Renata Mielli: A crueldade como ferramenta jornalística 

Homem se suicida pouco depois de ser humilhado por apresentador de televisão, que exibiu vídeo da tentativa frustrada de suicídio no dia anterior. Ao som da música “desça daí seu corno, desça daí, você ganhou foi galha não asas para voar”, o apresentador do programa policialesco do SBT de Londrina, Marcão do Povo, dedicou longos e repugnantes 6 minutos e 17 segundos para humilhar um homem que se pendurou num fio para tentar suicídio.

Por Renata Mielli*

Suicídio

Sem qualquer apuração, sem ética, sem responsabilidade e sem nenhum pudor, o apresentador afirma que o homem pendurado no fio era um “corno elétrico”. A “reportagem” é na verdade uma chuva de preconceito, machismo, ignorância e desrespeito.

Entre as frases vomitadas em tom jocoso por Marcão do Povo e pelo repórter Felipe Macedo estão “Você ganhou um par de chifres, não foi asas para voar”. “Você não é o único corno do Brasil”. “O cara é um corno elétrico”. “Se todo corno fosse subir em fio por levar chifre ia faltar fiação elétrica”. “A namorada estava marcando ‘tchuk tchuk’ com a vizinhança toda”. “A mulher estava soltinha, soltinha”.

Felipe Macedo entra ao vivo dizendo que o homem teria visto uma troca de mensagens no celular da mulher com “padeiro”, “uber”, “vizinhos”, e que então resolveu se matar. Mas, na hora de se pendurar, errou o fio. “Ele foi no fio de telefone. Não deu choque nenhum. Ele escorregou, se estatelou. Não quebrou nada, nem o chifre”, disse em meio a gargalhadas.

O programa foi ao ar por volta das 9 horas da manhã. O homem foi encontrado morto por volta das 11 horas. A esposa, que também foi humilhada na reportagem, disse a jornalistas que o marido sofria de depressão, estava desempregado e tinha perdido o benefício do INSS. Em sua defesa o advogado do apresentador disse que foi uma brincadeirinha e que não houve incitação ao suicídio.

Jornalistas e emissora devem ser processados

Mas o que eles chamam de brincadeirinha pode ser enquadrado nos tipos penais de crimes contra a honra – injúria, calúnia e difamação. Além disso, cometeram flagrante ilegalidade ao fazer isso numa concessão pública de televisão que, de acordo com a Constituição e com a legislação em vigor no Brasil, deveria ser usada prioritariamente para exibir programação de caráter educativo, cultural e jornalístico. O programa em questão não se enquadra em nenhum destes quesitos.

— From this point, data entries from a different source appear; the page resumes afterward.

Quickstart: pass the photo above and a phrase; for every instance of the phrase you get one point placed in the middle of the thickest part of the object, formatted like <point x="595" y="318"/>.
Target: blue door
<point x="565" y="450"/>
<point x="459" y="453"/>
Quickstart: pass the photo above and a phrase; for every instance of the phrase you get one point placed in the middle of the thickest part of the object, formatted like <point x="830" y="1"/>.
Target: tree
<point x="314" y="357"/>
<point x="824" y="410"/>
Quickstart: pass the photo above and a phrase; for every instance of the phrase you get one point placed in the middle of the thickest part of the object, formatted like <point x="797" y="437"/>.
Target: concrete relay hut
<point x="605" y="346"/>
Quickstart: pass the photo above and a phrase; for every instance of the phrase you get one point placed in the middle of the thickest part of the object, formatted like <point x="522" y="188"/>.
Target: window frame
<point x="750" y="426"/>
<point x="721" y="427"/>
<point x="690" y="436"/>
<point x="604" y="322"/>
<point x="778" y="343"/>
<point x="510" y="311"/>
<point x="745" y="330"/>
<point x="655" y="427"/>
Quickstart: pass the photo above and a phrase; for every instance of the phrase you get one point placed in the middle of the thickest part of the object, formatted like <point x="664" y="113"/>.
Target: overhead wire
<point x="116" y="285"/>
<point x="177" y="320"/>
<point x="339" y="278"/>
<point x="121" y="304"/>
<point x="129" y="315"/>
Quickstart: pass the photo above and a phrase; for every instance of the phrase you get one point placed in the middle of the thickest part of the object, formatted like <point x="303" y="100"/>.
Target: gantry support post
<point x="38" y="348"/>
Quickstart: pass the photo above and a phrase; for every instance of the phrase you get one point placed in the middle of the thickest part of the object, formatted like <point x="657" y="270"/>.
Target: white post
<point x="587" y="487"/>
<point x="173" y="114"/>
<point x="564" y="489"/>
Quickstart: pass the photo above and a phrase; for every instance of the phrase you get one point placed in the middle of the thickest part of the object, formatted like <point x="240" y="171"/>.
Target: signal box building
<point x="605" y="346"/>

A não ser que resolvamos aceitar como natural e ético transformar o uso da crueldade como prática jornalística. A bem da verdade, uma parte da mídia já transforma o sofrimento das pessoas, os dramas, as dificuldades e doenças em espetáculo para produzir audiência. Mas o fazem à revelia da lei e da ética profissional.

Aliás, o Marcão do Povo já pode ser considerado um reincidente. Foi demitido da Record Brasília em janeiro de 2017, após ser acusado de racismo contra a cantora Ludmila durante o Balanço Geral DF. Em sua defesa, ele disse: “Eu usei uma expressão, ‘pé de macaco’, que na minha região é aquela pessoa que desdenha do próximo”, explicou. E atacou a cantora: Sobre Ludmilla, Marcão se disse ofendido. “Não devo favor nem satisfação para ela, ela que deveria pedir desculpa para mim”, disse. “Se você olhar no Código Penal ou no Google, vai ver que não cometi nada, nem injúria, nem calúnia. As pessoas se aproveitam da cor da sua pele para tirar proveito das pessoas, querem alguma coisa para sobressair em quem faz sucesso”.

Durante a cobertura da tragédia de Brumadinho, Marcão do Povo foi duramente criticado por fazer gracinha no meio das reportagens. O que não podemos, de jeito nenhum, é aceitar essas práticas de braços cruzados.

O que Marcão do Povo, Felipe Macedo e o SBT fizeram pode não ter sido o motivo inicial para que o homem tirasse a própria vida, mas certamente a humilhação e ridicularização vista na tevê, contribuiu para a segunda tentativa de suicídio que levou um homem à morte.

* Renata Mielli, jornalista, é coordenadora geral do Fórum Nacional pela Democratização da Comunicação (FNDC) e e secretária geral do Centro de Estudos da Mídia Alternativa Barão de Itararé.